Carbon Mapping

Artificial bee colony feature selection algorithm combined with machine learning algorithms to predict vertical and lateral distribution of soil organic matter in South Dakota, USA

Table of Contents

Video Abstract

Motivation

The objectives of this study were to determine the optimal profile depth functions for modeling the vertical distribution of SOM in the agriculture-dominated Big Sioux River watershed by comparing power, exponential, and equal area splines; to evaluate and test the applicability of the optimal depth function and data mining techniques (SVR and ANN) to predict the vertical and lateral distributions of the SOM; to explore whether prediction improvements could be achieved using a feature selection technique (artificial bee colony algorithm) compared with SVR and ANN models fed with all auxiliary variables; and to investigate the effects of different land uses on three-dimensional distribution of SOM density and total SOM in the study watershed.

Study area

The Big Sioux River (BSR) watershed covers an area of 21,033 km2 and is located in the eastern part of South Dakota, USA. The average annual temperature is 7.6 °C with minimum and maximum values of 7.3 and 22.7 °C during January and July months, respectively.

Depth functions

The 200 soil samples in the BSR watershed were downloaded from Soil Survey Geographic Data (SSURGO). To standardize soil depths, the three most common depth functions (i.e. power, logarithmic and spline functions) were fitted to the measured data and SOM data was then derived with 0–0.05, 0.05–0.15, 0.15–0.30, 0.30–0.60, 0.60–1.00 and 1.00–2.00 m as the standard depths for digital soil mapping studies. The highest accuracy was achieved by the equal-area quadratic splines.

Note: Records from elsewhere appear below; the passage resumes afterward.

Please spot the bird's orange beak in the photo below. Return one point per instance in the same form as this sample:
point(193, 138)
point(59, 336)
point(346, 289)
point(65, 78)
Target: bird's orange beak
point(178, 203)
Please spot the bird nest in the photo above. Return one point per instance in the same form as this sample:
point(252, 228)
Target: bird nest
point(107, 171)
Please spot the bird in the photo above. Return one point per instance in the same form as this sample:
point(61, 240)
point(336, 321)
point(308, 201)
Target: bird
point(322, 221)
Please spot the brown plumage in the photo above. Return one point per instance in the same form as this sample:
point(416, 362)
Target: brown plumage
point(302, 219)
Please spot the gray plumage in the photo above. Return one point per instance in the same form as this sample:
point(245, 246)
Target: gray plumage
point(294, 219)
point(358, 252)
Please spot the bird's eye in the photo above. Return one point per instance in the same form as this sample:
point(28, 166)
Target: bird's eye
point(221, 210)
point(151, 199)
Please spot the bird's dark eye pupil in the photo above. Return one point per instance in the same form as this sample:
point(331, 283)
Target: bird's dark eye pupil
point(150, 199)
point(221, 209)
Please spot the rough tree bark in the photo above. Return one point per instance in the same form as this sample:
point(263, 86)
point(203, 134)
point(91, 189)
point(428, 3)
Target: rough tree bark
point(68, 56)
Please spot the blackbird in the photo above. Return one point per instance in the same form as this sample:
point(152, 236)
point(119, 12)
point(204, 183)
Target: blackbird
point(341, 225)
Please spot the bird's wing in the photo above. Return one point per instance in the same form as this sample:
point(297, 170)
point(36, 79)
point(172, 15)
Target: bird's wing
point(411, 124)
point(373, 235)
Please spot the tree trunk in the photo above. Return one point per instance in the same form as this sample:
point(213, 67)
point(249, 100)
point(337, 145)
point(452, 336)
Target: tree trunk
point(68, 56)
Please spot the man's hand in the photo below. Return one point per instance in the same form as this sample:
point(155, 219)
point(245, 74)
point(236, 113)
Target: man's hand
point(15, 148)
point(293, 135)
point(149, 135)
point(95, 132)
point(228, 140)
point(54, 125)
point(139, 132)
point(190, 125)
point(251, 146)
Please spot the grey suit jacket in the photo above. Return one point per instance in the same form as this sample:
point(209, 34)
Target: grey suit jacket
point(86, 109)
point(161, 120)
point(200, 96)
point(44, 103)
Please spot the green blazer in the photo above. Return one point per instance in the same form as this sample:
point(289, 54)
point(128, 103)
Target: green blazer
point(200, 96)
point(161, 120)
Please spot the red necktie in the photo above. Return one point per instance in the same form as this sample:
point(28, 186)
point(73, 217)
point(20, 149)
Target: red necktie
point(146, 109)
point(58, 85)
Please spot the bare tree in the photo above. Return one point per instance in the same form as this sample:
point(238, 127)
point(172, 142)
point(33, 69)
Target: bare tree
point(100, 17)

Artificial bee colony algorithm

In the ABC algorithm, there are basically three different groups: employed bees, onlooker bees and scout bees. The numbers of employed and onlooker bees in this algorithm are equal to the number of solutions in the population. The position of a food source represents a possible solution to the optimization of a problem (i.e. feature selection), and the nectar amount of a food source corresponds to the quality (i.e. auxiliary variables) of the associated solution. Employed bees find a food source, store the food quality information, and pass this information to onlooker bees. Based on the information from the employed bees, the onlooker bees choose a good-quality food source and exploit it. The scout bees randomly search for new food sources around the nest.

Support vector regression

Support vector machines (SVM) are supervised learning models based on the statistical learning theory, which were initially developed for the classification of linearly separable classes of objects by hyperplanes.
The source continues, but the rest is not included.